Царевич Иван быстро притащил откуда-то эксперта, который поколдовал над кнутом и сообщил, что кровь на нем действительно моя — эй, а почему у нас в Разбойном так никто не умеет⁈ — и тут Морозовым окончательно поплохело.
* * *«…царского величества… Русским государством… Алешку сына Антонова, вышедшего из рода Морозовых… отсечение головы…».
Хрясь!
— За маму… — прошептала Настя, сжав мне руку, — За маму…
По ее щекам текли слезы. Она ничего не забыла и ничего не простила. И сейчас ее горе наконец-то ее отпускает.
* * *А дальше был сыск, продолжавшийся несколько недель, почти до самого Нового года… ну, до нашего Нового года, здесь он уже прошел первого сентября. Я просто еще не переключился.
Измена Морозовых была подтверждена и доказана — а попробуйте отказаться под Царским Повелением? — и вот сегодня царь-батющка, в непредставимой милости своей, приказал казнить всех причастных путем отсечения головы.
А мог бы и на колы рассадить, с него сталось бы.
Род Морозовых, кстати, вовсе и не пресекся — остался сын старшего сына, ну, то есть, внук, к которому и перешло главенство в роду. Правда сыну тому — два годика, но тут уже точно не моя проблема, как там он будет родом управлять.
* * *Бирич-глашатай достал из сумки очередной сверток. Царь государь, сидевший тут же на помосте в кресле с высокой спинкой, почти на троне, оживился и обвел притихшую толпу суровым взглядом.
«…царского величества… Русским государством… Марфушку дочь Васильеву, вышедшего из рода Морозовых… отсечение головы…».
А вы как думали? Если женщины могут служить в приказе, быть главами боярских родов — значит и казнены они могут быть точно так же, наравне с мужчинами, без всяких поблажек. Равенство — оно такое, о двух концах.
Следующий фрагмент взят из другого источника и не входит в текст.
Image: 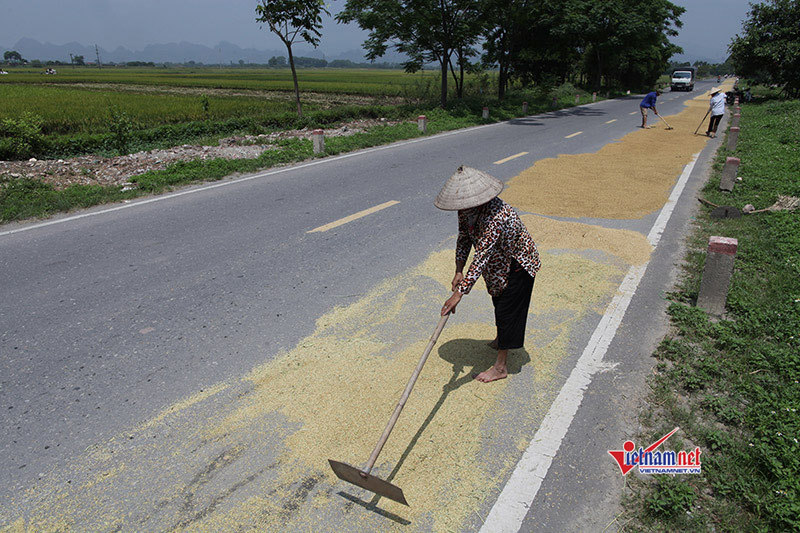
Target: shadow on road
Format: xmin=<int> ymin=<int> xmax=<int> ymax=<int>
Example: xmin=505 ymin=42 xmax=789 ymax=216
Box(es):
xmin=332 ymin=339 xmax=531 ymax=524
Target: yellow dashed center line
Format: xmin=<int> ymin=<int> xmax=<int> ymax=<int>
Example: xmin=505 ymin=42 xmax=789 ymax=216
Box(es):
xmin=306 ymin=200 xmax=400 ymax=233
xmin=494 ymin=152 xmax=528 ymax=165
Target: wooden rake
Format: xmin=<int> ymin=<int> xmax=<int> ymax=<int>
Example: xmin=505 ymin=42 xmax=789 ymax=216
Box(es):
xmin=328 ymin=313 xmax=450 ymax=505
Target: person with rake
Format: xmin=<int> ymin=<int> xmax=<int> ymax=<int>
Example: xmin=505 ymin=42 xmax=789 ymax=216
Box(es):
xmin=434 ymin=166 xmax=541 ymax=383
xmin=639 ymin=89 xmax=661 ymax=129
xmin=706 ymin=87 xmax=725 ymax=139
И все равно сердце как-то сжалось…
Боярыня, судя по всему из-за крушения всех надежд, шагала к плахе как заводная игрушка, дергаными шагами, без всякого выражения на лице. Босиком в длинной простой рубахе. Споткнулась о плаху, опустилась на нее…
Хрясь!
Даже на отрубленной голове ее лицо нисколько не изменилось…
— Вот и все! — Аглашка толкнула меня острым локтем в бок и довольно улыбнулась. Все ж таки, видимо, какая-то нотка ревности к боярыне у нее проскальзывала, мол, ты ее голой раньше меня увидал… А теперь повод исчез. В корзине на помосте.
Да, Аглашка. Она, узнав о том, что мы собираемся валить из Москвы, и так рванула к нам поскорее, так еще и сколько времени прошло, пока следствие продолжалось. Так что мы уже давно вместе.
Правда, сам отъезд из столицы никто не отменял.
* * *А вы как думали — за раскрытие коварного заговора царь-батюшка меня вознаградит по-царски? Денег отсыплет, земельки прирежет, шубу со своего плеча? Ага, щас.
Как у царей бывает — не казнил, считай, наградил.
А казнить меня, оказывается, было за что.
Буквально на следующий день после своего похищения-освобождения я был вызван в царские палаты, где, стоя на коленях перед троном, узнал, что я, Викешка Осетровский, как только узнал о готовящемся заговоре — тут же должен был бежать к нему, царю, и немедля обо всем доложить. Да, даже несмотря на то, что речь шла о его любимчиках, да, даже несмотря на то, что я немножечко сидел в плену. У русских, как известно, даже смерть не является уважительной причиной, а тут всего-то какой-то плен. Смог свою орду собрать — смог бы и до царя весточку донести.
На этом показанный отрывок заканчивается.